2. Text and Reasoning

  • HLE, AIME 2025, HMMT 2025 (Feb), GPQA-Diamond and IMO-AnswerBench were evaluated with a maximum completion budget of 96k tokens.
  • Results for AIME and HMMT are averaged over 32 runs (avg@32); GPQA-Diamond over 8 runs (avg@8).
  • For HLE, we report scores on the full set (text & image). Kimi K2.5 scores 31.5 (text) and 21.3 (image) without tools, and 51.8 (text) and 39.8 (image) with tools. The DeepSeek-V3.2 score corresponds to its text-only subset (marked with †) . Hugging Face access was blocked to prevent potential data leakage. HLE with tools uses simple context management: once the context exceeds a threshold, only the latest round of tool messages is retained.

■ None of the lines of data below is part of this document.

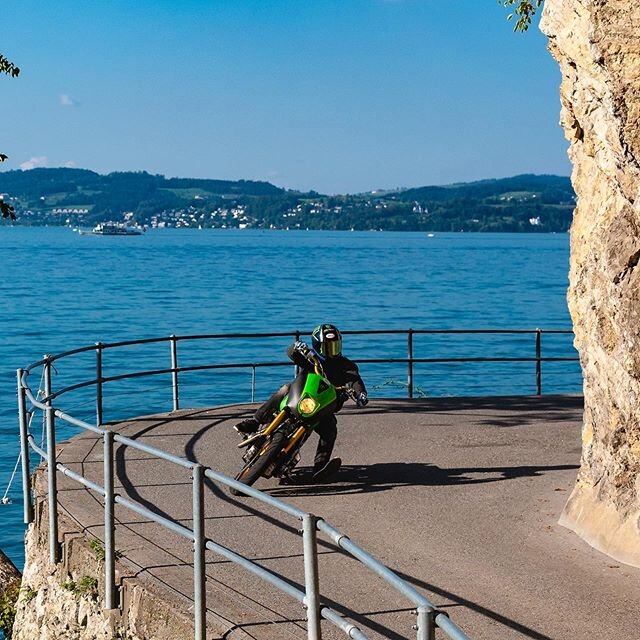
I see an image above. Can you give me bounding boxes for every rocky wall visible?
[541,0,640,566]
[12,501,198,640]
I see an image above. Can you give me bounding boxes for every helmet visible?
[311,324,342,358]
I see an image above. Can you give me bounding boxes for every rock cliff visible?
[541,0,640,566]
[12,500,195,640]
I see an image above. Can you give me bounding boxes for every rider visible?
[234,324,369,480]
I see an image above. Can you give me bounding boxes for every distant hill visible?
[0,168,575,232]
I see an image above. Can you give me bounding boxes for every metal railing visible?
[17,329,577,640]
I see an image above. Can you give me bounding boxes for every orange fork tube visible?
[283,427,306,453]
[260,409,287,436]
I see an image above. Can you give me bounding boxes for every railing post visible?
[96,342,102,427]
[191,464,207,640]
[302,513,322,640]
[44,355,60,564]
[103,429,118,609]
[416,606,436,640]
[18,369,33,524]
[293,331,300,378]
[407,329,413,398]
[536,329,542,396]
[169,335,180,411]
[251,364,256,402]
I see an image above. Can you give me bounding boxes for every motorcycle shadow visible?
[266,462,578,498]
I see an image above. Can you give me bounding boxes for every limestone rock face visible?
[541,0,640,566]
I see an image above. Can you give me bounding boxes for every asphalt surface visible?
[48,397,640,640]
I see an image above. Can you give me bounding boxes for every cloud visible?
[20,156,49,171]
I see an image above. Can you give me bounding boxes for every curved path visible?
[50,396,640,640]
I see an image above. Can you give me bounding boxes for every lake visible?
[0,224,581,566]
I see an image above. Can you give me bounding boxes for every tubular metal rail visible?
[17,329,576,640]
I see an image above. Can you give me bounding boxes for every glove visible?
[356,391,369,407]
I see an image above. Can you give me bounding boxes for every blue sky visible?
[0,0,570,193]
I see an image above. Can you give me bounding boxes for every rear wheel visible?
[229,431,285,496]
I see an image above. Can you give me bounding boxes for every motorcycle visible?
[230,349,355,496]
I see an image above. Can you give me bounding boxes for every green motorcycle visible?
[230,349,354,495]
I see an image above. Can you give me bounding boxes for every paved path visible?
[50,397,640,640]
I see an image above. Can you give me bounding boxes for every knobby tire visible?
[229,431,285,496]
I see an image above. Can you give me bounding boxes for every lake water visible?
[0,224,580,566]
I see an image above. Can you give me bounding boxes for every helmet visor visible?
[323,336,342,358]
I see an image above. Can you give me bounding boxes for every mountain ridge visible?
[0,168,575,231]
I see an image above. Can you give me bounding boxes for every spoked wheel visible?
[229,431,284,496]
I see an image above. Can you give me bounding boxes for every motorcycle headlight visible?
[298,398,318,415]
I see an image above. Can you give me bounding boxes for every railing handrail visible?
[18,328,578,640]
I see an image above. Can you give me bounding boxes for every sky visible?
[0,0,570,193]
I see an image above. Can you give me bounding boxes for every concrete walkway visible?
[50,397,640,640]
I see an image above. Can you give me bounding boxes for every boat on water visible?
[78,222,143,236]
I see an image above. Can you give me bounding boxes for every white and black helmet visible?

3. Tool-Augmented / Agentic Search

  • Kimi K2.5 was equipped with search, code-interpreter, and web-browsing tools for HLE with tools and all agentic search benchmarks.
  • Except for BrowseComp (where K2.5 and DeepSeek-V3.2 used the discard-all strategy), no context management was applied, and tasks exceeding the supported context length were directly counted as failed.
  • The test system prompts emphasize deep and proactive tool use, instructing models to reason carefully, leverage tools, and verify uncertain information. Full prompts will be provided in the technical report.
  • Results for Seal-0 and WideSearch are averaged over four runs (avg@4).

4. Vision Benchmarks

  • Max-tokens = 64k, averaged over three runs (avg@3).
  • ZeroBench (w/ tools) uses max-tokens-per-step = 24k and max-steps = 30 for multi-step reasoning.
  • MMMU-Pro follows the official protocol, preserving input order and prepending images.
  • GPT-5.2-xhigh had ~10% failure rate (no output despite 3 retries), treated as incorrect; reported scores likely underestimate true performance.
  • WorldVQA, a benchmark designed to evaluate atomic vision-centric world knowledge. Access WorldVQA at https://github.com/MoonshotAI/WorldVQA.
  • OmniDocBench Score is computed as (1 − normalized Levenshtein distance) × 100, where a higher score denotes superior accuracy.

5. Coding Tasks

  • Terminal-Bench 2.0 scores were obtained with the default agent framework (Terminus-2) and the provided JSON parser. In our implementation, we evaluated Terminal-Bench 2.0 under non-thinking mode. This choice was made because our current context management strategy for the thinking mode is incompatible with Terminus-2.
  • For the SWE-Bench series of evaluations (including verified, multilingual, and pro), we used an internally developed evaluation framework. This framework includes a minimal set of tools—bash tool, createfile tool, insert tool, view tool, strreplace tool, and submit tool—along with tailored system prompts designed for the tasks. The highest scores were achieved under non-thinking mode.
  • The score of Claude Opus 4.5 on CyberGym is reported under the non-thinking setting.
  • All reported scores of coding tasks are averaged over 5 independent runs.

6. Long-Context Benchmarks

  • AA-LCR: scores averaged over three runs (avg@3).
  • LongBench-V2: identical prompts and input contexts standardized to ~128k tokens.

7. Agent Swarm

  • BrowseComp (Swarm Mode): main agent max 15 steps; sub-agents max 100 steps.
  • WideSearch (Swarm Mode): main and sub-agents max 100 steps.